In June, messages like this one began pinging around on the bird lists:
“There is increasing evidence of a die-off of Great Shearwaters along the Atlantic Coast of the Bahamas. Most of the information comes from Abaco where there is a long coastline and several active birders. I would be interested in learning if other locations in the Eastern Caribbean and southeastern US are experiencing similar die-offs.The shearwater die-off is a phenomenon that happens every five to ten years. In the Bahamas it lasy occurred in 2007. According to the late Dave Lee these are young Great Shearwaters migrating from their natal home in the South Atlantic to their feeding grounds off the US and Canada, The combination of poor food supply and wind conditions in the doldrums that make the passage unusually strenuous leads to the birds expending all their energy and expiring. It is a normal event for this species and has been recorded many times.” –Tony White
Indeed, it is normal, but as you can see from this note, it is not consistent in magnitude from year to year. On SEANET beaches, we start seeing Great Shearwaters on our southern beaches in June, and by July, Seanetters are finding them all the way up through Massachusetts. Though the birds turn up every year, their numbers vary. This summer does appear to be a bigger year, though not by much based on our data alone. Last summer, we had a total of seven carcasses across all beaches. As of today, we’ve had ten reported, though numbers of GRSH always taper off by the end of July, so I don’t expect to see many more. In 2013, we had only three GRSH turn up. Which of these is “normal?” I don’t know.

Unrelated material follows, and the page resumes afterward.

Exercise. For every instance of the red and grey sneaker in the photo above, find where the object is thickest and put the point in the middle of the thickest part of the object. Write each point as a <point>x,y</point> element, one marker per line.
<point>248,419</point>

I was honored to contribute a bit to a paper on the subject that mentions all the complicating factors–are we just looking harder now than we used to? Possibly, though at least over the past few years, SEANET data has been consistent. We will have to see if any long term trends emerge over the next ten years of Seanetting, but right now, it looks like shearwaters have good years and bad years, mainly hinging on the weather. There are always the marginal individuals that, in a good year, may eke out a living, and in a bad year not.